The US Federal Reserve’s favored measure of inflation remained unchanged in April, according to government data published Friday, as services prices remained elevated.
The news will likely lead the US central bank to keep interest rates elevated throughout the summer, as it balances a desire to start easing monetary policy with the need to keep inflation falling towards its long-term two percent target.
The personal consumption expenditures (PCE) price index rose at an annual rate of 2.7 percent in April, the Commerce Department said in a statement, while monthly inflation increased by 0.3 percent.
These figures were in line with the median forecast in a survey of economists conducted by Dow Jones Newswires and The Wall Street Journal, and came in at the same level as it did in March.

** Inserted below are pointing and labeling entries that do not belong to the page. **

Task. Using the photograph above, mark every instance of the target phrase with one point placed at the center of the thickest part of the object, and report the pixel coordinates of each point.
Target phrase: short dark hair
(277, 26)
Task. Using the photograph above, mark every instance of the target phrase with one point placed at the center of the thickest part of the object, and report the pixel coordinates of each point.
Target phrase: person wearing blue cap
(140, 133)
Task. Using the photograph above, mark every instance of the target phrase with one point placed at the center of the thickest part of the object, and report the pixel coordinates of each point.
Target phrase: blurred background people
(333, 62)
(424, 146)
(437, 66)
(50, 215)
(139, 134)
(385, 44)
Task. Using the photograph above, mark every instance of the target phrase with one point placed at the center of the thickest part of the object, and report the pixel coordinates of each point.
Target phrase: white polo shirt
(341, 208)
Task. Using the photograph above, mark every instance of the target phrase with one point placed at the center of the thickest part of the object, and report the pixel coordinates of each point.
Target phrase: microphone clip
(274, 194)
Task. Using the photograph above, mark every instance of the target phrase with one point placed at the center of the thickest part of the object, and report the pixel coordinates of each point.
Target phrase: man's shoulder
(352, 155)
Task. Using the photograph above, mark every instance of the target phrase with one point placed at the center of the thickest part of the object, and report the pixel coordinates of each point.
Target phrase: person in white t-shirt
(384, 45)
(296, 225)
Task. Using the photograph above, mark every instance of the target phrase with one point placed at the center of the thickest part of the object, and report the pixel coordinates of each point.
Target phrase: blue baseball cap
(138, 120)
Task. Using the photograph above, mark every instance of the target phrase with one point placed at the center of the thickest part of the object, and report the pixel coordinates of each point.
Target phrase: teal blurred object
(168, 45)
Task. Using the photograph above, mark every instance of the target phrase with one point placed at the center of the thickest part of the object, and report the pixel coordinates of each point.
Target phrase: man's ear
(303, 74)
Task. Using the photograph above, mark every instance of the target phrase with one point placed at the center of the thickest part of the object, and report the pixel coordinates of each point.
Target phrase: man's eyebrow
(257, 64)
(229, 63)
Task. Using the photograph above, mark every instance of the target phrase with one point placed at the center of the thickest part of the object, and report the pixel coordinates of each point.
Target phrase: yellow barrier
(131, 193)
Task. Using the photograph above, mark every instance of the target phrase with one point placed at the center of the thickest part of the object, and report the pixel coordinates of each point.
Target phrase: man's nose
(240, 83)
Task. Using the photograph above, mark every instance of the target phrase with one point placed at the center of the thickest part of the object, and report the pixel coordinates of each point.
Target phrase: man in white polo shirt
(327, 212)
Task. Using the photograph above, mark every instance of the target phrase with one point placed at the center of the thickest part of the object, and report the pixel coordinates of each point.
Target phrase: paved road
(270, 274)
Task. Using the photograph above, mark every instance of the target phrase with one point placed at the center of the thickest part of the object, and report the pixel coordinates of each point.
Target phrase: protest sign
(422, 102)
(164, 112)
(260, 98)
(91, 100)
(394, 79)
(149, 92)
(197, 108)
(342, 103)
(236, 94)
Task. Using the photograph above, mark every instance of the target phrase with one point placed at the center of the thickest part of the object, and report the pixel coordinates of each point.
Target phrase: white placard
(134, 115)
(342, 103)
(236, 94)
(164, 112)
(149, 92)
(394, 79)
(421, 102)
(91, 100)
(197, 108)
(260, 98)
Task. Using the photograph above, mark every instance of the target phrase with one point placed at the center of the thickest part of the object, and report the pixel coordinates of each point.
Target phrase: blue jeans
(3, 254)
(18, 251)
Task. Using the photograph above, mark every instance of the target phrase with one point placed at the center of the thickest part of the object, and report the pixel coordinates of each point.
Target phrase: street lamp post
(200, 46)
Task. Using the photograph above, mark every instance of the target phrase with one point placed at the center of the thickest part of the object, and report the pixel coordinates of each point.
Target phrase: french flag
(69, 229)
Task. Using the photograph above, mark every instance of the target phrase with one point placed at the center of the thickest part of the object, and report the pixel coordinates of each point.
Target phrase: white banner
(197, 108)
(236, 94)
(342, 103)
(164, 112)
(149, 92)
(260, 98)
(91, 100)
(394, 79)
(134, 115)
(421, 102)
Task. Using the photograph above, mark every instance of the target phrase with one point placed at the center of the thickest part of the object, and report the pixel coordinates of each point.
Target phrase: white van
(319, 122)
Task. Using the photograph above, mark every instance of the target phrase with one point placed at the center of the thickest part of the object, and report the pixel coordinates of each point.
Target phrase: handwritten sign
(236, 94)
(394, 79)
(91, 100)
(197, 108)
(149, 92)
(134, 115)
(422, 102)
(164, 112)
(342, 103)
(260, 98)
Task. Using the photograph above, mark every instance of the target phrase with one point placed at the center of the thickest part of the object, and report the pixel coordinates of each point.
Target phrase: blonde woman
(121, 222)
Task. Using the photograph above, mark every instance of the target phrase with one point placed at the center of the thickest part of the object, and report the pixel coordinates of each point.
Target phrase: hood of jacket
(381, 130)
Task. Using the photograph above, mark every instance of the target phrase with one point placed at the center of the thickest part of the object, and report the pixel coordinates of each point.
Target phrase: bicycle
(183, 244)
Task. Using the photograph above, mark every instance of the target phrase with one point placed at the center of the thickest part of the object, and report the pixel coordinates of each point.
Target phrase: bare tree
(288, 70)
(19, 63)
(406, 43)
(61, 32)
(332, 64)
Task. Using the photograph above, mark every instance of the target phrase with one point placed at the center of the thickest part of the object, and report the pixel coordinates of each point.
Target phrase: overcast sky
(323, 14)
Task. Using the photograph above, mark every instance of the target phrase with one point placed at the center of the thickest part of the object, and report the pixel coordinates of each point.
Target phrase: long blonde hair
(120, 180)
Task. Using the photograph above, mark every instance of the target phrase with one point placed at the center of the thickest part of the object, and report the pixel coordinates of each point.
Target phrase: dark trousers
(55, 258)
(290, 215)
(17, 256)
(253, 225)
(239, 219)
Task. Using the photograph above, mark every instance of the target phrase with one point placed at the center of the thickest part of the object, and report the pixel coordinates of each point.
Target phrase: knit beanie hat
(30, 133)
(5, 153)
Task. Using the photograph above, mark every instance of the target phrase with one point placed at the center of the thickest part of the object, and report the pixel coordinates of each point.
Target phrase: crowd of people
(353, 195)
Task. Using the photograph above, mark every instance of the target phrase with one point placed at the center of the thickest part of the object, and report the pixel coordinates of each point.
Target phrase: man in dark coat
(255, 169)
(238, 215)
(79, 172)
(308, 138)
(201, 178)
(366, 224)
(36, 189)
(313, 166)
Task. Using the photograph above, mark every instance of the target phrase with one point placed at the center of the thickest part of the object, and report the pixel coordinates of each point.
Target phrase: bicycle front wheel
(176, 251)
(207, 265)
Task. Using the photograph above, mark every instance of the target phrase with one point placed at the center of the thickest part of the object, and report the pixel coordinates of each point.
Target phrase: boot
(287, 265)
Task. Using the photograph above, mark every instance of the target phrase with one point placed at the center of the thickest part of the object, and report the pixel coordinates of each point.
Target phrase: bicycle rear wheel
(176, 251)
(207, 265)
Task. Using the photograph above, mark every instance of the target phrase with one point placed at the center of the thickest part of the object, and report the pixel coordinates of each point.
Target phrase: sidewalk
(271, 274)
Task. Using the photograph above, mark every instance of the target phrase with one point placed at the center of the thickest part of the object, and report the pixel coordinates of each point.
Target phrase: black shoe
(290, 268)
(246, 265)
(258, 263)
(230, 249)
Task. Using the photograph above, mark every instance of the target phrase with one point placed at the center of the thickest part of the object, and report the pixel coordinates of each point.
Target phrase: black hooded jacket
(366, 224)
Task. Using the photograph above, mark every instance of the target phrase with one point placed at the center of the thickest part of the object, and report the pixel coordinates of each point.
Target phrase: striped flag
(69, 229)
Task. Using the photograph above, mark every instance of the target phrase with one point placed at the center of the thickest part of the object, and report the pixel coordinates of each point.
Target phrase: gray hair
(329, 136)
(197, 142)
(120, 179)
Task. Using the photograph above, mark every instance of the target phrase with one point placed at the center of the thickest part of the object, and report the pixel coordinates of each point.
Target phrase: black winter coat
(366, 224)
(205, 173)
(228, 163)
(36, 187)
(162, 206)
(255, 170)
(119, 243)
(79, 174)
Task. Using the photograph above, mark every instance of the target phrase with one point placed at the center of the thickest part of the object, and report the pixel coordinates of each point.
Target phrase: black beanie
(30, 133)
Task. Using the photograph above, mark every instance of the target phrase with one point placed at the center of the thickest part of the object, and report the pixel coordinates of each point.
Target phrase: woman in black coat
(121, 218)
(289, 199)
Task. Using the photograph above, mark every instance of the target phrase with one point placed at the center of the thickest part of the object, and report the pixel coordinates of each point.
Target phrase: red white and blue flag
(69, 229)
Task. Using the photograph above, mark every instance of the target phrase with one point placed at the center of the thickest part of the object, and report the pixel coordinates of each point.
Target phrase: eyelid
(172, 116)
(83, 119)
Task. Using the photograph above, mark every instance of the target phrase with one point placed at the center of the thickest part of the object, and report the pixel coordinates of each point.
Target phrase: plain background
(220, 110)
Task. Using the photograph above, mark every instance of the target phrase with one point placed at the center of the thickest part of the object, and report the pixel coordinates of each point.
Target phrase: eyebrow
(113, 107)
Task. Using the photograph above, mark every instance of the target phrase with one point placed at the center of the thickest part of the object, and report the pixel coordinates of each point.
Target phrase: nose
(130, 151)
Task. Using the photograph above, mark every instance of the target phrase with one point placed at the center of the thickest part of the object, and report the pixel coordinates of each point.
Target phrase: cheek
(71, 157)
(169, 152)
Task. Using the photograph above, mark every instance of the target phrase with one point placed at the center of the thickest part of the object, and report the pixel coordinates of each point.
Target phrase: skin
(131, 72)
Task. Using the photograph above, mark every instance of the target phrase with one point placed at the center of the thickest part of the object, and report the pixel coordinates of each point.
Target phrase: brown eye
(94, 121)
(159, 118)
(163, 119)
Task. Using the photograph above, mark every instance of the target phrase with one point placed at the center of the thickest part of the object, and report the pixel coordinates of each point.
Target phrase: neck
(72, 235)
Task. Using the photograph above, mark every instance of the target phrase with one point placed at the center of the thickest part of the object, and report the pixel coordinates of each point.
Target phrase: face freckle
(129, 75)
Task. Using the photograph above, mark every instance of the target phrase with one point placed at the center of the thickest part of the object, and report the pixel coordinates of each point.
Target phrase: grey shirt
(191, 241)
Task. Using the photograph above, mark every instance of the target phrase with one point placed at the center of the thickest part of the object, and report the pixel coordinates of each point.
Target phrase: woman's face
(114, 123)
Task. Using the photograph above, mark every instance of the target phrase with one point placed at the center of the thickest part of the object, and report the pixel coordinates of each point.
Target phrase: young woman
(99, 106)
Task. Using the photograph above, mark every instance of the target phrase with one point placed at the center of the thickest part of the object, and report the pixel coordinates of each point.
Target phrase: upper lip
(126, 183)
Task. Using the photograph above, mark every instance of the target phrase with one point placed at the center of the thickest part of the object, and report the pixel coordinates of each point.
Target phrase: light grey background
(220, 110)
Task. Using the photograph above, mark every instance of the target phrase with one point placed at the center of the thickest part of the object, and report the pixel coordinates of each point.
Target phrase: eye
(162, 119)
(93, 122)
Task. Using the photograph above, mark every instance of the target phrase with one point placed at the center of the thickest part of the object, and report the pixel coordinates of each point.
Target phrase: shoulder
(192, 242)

After falling for much of last year, inflation accelerated again at the start of 2024, reducing the likelihood of early rate cuts.
High rates also complicate US President Joe Biden’s reelection message as he seeks to convince still-skeptical consumers that the economy is heading in the right direction ahead of November’s vote.
In April, services sector inflation drove much of the increase, rising at an annual rate of 3.9 percent — slightly lower than a month earlier.
Stripping out volatile food and energy prices — both of which continued to rise last month — the closely watched “core” measure of inflation rose at an annual rate of 2.8 percent in April, in line with expectations.
This suggests that underlying inflation remains elevated, a fact which could keep the Fed on pause for longer than previously anticipated.
On Thursday, New York Fed president John Williams, who is a permanent voting member of the US central bank’s rate-setting committee, said he expected inflation would “resume moderating in the second half of this year.”
“Looking at all the data, I don’t feel any urgency or need to make a decision now,” he told an event in New York, adding that things were going in the “right direction.”
The data published Friday also show that personal income eased to 0.3 percent last month, the Commerce Department said, down slightly from 0.5 percent in March.
Personal savings as a percentage of disposable income came in at 3.6 percent in last month, in line with the revised figure from March.